= Šediváčkův long =

Sled dog race in the Czech Republic

The route of the race is located in the Hradec Králové Region of the Czech Republic

Šediváčkův long, sometimes called the Czech Long Trail, is a 222 km or 333 km international sled dog race in the Orlické Mountains in the Hradec Králové Region of the Czech Republic. It takes place every year in the last week of January. Regarded as one of Europe's toughest dog sled races, teams ascend a total elevation of more than 7500 m.

== History ==
The first race took place at the initiative of musher Pavel Kučera in February 1997. The race was named in honor of the dog Šediváček, who escaped the day before the inaugural race and was shot. Since then, the race has been held annually, with the exception of 2021 when it was cancelled due to the COVID-19 pandemic. The 27th race was held in January 2025. Every year since the second year, Šediváčkův long has been the Czech long-distance championship.

== Route ==
The total length of the four-stage race is 222 km. Despite being held in the relatively low-lying Orlické Mountains and under mild winter conditions of Central Europe, the Šediváčkův Long is considered one of Europe's toughest dog sled races due to its steep descents followed by tough climbs, a significant total elevation gain of 7500 m through diverse terrain ranging from dense forests, where the trail winds through fallen trees, to open plains, where the biting icy wind hits the team. In some years of the race, there is also a "superlong" category with five stages and a length of 333 km.

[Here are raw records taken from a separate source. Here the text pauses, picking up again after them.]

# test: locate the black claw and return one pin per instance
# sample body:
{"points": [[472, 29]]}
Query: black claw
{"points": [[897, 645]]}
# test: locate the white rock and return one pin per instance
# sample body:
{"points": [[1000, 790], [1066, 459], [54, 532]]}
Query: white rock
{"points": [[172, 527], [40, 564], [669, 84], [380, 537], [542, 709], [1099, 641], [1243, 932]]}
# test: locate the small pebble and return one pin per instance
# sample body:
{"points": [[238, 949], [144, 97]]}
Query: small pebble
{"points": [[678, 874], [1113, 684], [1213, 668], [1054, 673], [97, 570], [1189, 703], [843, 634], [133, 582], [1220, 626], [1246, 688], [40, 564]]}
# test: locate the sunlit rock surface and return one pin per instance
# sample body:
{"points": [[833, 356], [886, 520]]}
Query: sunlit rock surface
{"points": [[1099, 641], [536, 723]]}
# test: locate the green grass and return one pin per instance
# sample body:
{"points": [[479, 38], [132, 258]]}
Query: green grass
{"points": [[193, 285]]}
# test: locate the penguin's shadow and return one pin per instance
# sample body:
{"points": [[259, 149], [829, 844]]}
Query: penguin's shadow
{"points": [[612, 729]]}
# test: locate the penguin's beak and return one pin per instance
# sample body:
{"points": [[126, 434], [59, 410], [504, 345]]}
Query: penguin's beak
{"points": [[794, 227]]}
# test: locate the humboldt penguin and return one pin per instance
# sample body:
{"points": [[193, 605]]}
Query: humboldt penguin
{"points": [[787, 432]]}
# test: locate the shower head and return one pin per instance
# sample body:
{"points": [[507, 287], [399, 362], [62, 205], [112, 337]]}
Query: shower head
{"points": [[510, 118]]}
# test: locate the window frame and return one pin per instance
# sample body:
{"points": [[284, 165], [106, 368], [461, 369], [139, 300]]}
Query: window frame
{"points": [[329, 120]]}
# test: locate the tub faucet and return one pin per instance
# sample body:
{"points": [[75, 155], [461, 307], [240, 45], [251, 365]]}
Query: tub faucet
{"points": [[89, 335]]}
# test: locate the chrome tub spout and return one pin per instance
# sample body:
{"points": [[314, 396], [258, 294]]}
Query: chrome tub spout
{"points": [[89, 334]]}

The race regulations prescribe a maximum load of 7 kg per dog, including full equipment and survival gear, for all classes of sleds. The race also includes a mandatory bivouac (overnight stay in the snow). The race begins and ends in Jedlová, part of Deštné v Orlických horách, Czech Republic, and follows a route through the Czech border with Poland.

Mushers from throughout Europe regularly participate in the race using a variety of Nordic breeds, including Siberian Huskies, Alaskan Malamutes, Greenland Dogs, Samoyeds, Alaskan huskies and European sled dogs, as well as Czech's native sled dog, the Czech Mountain Dog. Racers may participate on dogsled but may also race in a skijor class and a bikejor class.

The route of the race traditionally starts in the settlement of Jedlová v Orlických horách and heads to the ridges of the Orlické Mountains. The route may change due to snow conditions and landowners but usually passes through the village of Sedloňov, then going around the peak of Velká Deštná before passing through Orlické Záhoří and back to Jedlová.